Красин совсем уже было собрался в Лондон. И вдруг английский Фореин-Оффис — Министерство иностранных дел, отказало в визе Максиму Максимовичу Литвинову. Это была провокация. И никто не верил жалобам английского правительства на якобы нелояльное поведение Литвинова в Англии в 1918 году, когда он представлял там Советскую Россию. Наоборот, к советскому послу тогда отнеслись более чем «нелояльно» — его просто засадили в тюрьму.
Красин отказался ехать в Лондон. И продолжал деловые встречи в Копенгагене.
С Родины приходили неутешительные вести. Мирная передышка была сорвана. Панская Польша, несмотря на предупреждения и мирные предложения Советского правительства, начала интервенцию.
Французы били в литавры.
Англичане вдруг стали корректно-молчаливыми. Хотя и не отказывались принять Красина в Лондоне.
Леонид Борисович понял — можно упустить момент. Значит, надо ехать без Литвинова. Ленин согласился с ним.
Ногин и Клышко первыми отбыли в Лондон.
Красин съездил ещё раз в Стокгольм. А затем на английском миноносце поспешил к берегам Темзы.
Любовь Васильевна с дочерьми тоже готовилась к переезду в Лондон.
Лондон! Разве можно несколькими словами передать впечатление человека, впервые попавшего в Лондон?
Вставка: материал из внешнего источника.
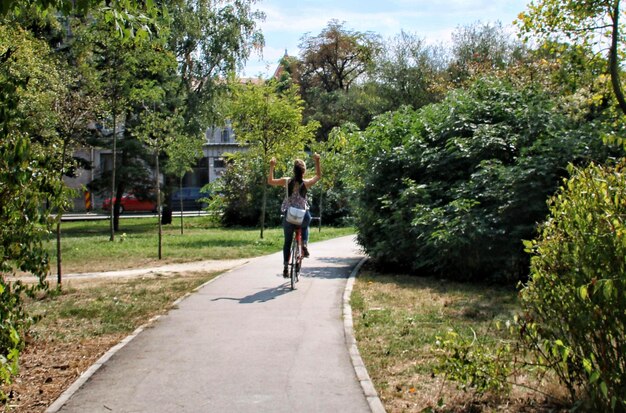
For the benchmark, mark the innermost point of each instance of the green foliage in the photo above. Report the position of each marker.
(474, 365)
(269, 123)
(30, 186)
(452, 189)
(575, 301)
(237, 197)
(593, 24)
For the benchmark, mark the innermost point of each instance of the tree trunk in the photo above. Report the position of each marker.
(180, 191)
(114, 208)
(263, 206)
(158, 188)
(59, 256)
(319, 222)
(614, 60)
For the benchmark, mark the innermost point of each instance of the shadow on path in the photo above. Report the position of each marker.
(261, 296)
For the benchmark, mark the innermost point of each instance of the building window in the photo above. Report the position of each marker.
(106, 162)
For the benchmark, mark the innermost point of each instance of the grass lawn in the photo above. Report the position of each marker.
(88, 316)
(86, 245)
(82, 322)
(397, 321)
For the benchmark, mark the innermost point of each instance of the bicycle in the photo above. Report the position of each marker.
(296, 256)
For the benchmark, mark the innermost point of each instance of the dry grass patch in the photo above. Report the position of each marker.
(81, 323)
(397, 321)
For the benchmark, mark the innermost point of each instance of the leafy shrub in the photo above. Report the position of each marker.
(575, 301)
(454, 188)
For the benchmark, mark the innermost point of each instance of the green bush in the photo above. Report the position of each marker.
(454, 188)
(575, 301)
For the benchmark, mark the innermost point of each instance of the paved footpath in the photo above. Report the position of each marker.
(244, 342)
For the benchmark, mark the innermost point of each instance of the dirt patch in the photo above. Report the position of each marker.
(48, 368)
(49, 365)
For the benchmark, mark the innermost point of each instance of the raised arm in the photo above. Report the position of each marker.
(318, 172)
(270, 179)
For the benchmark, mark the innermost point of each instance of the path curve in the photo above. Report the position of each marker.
(243, 342)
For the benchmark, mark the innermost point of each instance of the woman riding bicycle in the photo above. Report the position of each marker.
(298, 185)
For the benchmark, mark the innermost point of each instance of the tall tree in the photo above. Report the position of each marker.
(479, 49)
(337, 57)
(29, 180)
(270, 124)
(182, 153)
(593, 23)
(131, 75)
(210, 39)
(408, 72)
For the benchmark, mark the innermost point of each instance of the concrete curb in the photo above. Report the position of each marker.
(376, 406)
(67, 394)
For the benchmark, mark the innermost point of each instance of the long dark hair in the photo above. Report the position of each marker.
(299, 167)
(298, 170)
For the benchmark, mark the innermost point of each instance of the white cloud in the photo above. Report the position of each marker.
(288, 21)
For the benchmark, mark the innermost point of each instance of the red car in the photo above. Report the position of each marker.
(130, 202)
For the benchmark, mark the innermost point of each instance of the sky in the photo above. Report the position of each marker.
(287, 21)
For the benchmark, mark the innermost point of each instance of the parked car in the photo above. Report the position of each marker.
(130, 202)
(190, 197)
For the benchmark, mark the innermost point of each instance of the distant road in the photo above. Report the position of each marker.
(94, 216)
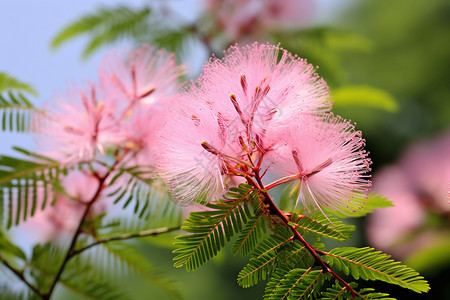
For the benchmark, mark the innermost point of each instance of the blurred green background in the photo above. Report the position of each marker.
(388, 67)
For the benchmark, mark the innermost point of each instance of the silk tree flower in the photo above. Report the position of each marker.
(246, 19)
(189, 149)
(324, 157)
(139, 84)
(255, 84)
(224, 116)
(418, 185)
(77, 125)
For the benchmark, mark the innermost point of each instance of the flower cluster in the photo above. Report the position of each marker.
(105, 123)
(243, 19)
(261, 109)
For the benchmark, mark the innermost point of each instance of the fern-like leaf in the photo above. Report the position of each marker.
(300, 284)
(105, 26)
(319, 225)
(23, 183)
(337, 292)
(16, 110)
(370, 204)
(212, 227)
(149, 195)
(368, 264)
(264, 258)
(113, 260)
(250, 236)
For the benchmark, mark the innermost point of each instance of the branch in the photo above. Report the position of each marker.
(314, 252)
(144, 233)
(21, 276)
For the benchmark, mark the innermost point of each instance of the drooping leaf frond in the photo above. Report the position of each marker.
(105, 26)
(16, 111)
(337, 292)
(211, 227)
(26, 186)
(250, 236)
(319, 225)
(300, 284)
(9, 83)
(149, 195)
(113, 260)
(370, 204)
(368, 264)
(264, 258)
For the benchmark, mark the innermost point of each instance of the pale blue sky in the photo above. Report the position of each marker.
(26, 29)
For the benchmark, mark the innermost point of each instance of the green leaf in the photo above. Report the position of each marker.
(264, 258)
(363, 95)
(368, 264)
(21, 181)
(250, 236)
(211, 227)
(318, 224)
(116, 259)
(337, 292)
(371, 203)
(300, 284)
(148, 194)
(9, 83)
(105, 26)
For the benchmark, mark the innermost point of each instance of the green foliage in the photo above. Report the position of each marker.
(337, 292)
(24, 182)
(109, 259)
(264, 258)
(149, 195)
(299, 284)
(253, 232)
(105, 26)
(318, 224)
(366, 96)
(16, 110)
(368, 264)
(210, 228)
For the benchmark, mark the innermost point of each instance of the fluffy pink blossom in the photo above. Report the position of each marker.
(189, 170)
(244, 19)
(226, 114)
(417, 185)
(77, 125)
(324, 157)
(255, 84)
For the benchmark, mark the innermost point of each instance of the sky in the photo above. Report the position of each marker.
(26, 29)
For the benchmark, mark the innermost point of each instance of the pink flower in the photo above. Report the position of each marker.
(417, 185)
(216, 123)
(246, 19)
(77, 125)
(139, 85)
(189, 170)
(324, 156)
(255, 84)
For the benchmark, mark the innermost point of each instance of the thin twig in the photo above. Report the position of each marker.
(20, 274)
(144, 233)
(297, 235)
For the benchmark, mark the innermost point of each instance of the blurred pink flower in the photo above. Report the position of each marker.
(77, 124)
(59, 222)
(245, 19)
(324, 157)
(418, 184)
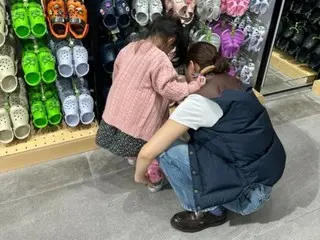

Красина не беспокоят предстоящие встречи. Он уверен в своих силах и хорошо подготовлен к борьбе. Но его волнует встреча с Лондоном. И первое, что приходит на память, зарисовки города, так мастерски сделанные Диккенсом. Но этот Лондон не диккенсовский. Хотя, наверное, сохранилось и что-то от тех времён, когда по Лондону разгуливал мистер Пиквик. Он ещё обнаружит и не одного мистера Пиквика в Лондоне. Мост через Темзу. Грязная и величественная река. Говорят, что не так страшно плавать в Бискайском заливе, как тяжело без аварий пробиться вверх по Темзе.
Красин успевает только оглядываться, иногда узнаёт знакомые по описанию места — здание парламента, Букингемский дворец, Колонна Нельсона, Гайд-парк. И конечно, знаменитый туман, хотя уже май.
Отель «Holland». Комфортабельный, по-английски чопорный. И, в общем, скучный.